Educational Materials for GEMM Optimizations on CPUs and GPUs

Recently, a colleague reached out to me regarding a paper I published in 2018: Huang, 2018. He also pointed me to this directory: Optimizing SGEMM on NVIDIA Turing GPUs, where the author referenced my previous work: “We refer readers to Huang, 2018 for more details.”

This paper was the last project I worked on during my PhD, even after my PhD defense, for a PPoPP submission. Although it was initially rejected, it was eventually accepted by ACM TOMS. There is some history behind this work: in my PhD proposal, I planned to focus on distributed memory GEMM. However, due to several challenges, such as the availability of the IBM Mira Supercomputer and the readiness of collaborative communication primitives, I decided to switch the GEMM optimization platforms to NVIDIA GPUs.
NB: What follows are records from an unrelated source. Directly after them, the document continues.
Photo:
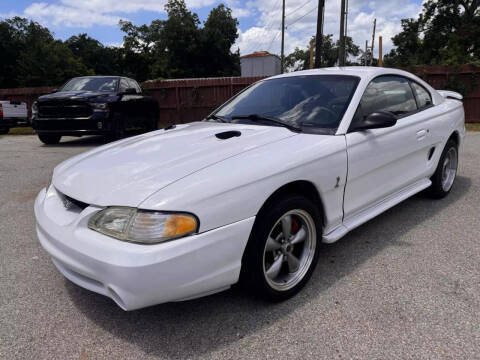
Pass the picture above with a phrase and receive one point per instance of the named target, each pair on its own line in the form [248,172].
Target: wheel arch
[300,187]
[455,136]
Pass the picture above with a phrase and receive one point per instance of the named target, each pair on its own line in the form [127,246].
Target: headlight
[34,109]
[99,106]
[142,226]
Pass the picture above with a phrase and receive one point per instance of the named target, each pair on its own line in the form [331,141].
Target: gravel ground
[405,285]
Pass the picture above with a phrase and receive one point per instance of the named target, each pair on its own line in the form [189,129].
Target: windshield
[307,102]
[107,84]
At that time, NVIDIA had just released CUTLASS on the V100, which I promptly adopted for this paper, implementing the Strassen algorithm on top of it. This paper is among the first to utilize CUTLASS.

During my PhD, I was quite enthusiastic about contributing to HPC education. As a teaching assistant, I developed step-by-step materials on optimizing GEMM, which later evolved into BLISlab (BLISlab GitHub) and was submitted to ArXiv (ArXiv Submission). To my surprise, this tutorial was even cited by the original Triton paper (Triton Paper).
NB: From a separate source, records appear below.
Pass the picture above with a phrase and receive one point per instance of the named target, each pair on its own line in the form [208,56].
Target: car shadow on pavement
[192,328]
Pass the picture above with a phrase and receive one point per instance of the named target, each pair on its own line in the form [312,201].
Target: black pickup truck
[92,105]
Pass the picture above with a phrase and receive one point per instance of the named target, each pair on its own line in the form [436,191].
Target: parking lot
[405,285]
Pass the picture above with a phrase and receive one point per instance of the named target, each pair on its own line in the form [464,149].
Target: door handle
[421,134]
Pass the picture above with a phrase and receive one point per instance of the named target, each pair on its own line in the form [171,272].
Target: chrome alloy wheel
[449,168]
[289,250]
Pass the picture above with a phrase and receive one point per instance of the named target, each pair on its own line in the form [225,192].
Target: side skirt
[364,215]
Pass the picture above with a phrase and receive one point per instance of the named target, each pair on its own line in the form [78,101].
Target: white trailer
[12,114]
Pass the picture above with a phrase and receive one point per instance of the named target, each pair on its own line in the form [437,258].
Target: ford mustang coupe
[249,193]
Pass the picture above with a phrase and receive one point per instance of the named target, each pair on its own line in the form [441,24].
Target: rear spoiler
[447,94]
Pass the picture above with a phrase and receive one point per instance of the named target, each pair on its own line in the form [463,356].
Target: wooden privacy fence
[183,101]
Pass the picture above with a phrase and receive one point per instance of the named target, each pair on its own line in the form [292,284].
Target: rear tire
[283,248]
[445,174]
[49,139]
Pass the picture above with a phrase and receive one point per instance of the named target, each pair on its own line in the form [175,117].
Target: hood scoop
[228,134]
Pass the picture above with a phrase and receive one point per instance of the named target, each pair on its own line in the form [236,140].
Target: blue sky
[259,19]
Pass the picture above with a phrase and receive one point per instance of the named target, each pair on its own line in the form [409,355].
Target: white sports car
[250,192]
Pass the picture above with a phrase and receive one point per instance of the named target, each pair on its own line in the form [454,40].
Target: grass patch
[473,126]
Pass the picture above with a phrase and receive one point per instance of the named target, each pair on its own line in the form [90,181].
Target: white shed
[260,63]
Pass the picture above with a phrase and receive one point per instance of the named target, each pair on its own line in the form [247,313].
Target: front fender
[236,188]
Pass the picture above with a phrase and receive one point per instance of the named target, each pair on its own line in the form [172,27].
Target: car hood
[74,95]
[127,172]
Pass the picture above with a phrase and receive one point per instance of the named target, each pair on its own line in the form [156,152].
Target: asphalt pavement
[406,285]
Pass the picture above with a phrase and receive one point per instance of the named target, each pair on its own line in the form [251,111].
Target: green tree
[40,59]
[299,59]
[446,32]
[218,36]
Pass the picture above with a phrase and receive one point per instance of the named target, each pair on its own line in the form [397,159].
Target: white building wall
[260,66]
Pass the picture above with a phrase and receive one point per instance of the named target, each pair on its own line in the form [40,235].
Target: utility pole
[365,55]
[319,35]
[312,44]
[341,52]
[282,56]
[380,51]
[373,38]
Before that, my PhD advisor was working on a popular GEMM optimization tutorial for CPUs on older platforms, such as the Intel Pentium 4 processor released in 2008 (GEMM Optimization on CPUs). I contributed by converting it to a Wiki format and updating it for more recent hardware. This work was also cited by the TVM tutorial (TVM Tutorial).

Working on these educational materials has been incredibly fulfilling. I am proud that more people can be inspired to explore the frontiers of this field, starting from the foundational basics. It reminds me of my PhD advisor’s educational course titled “From Foundations to Frontiers” (Course on edX).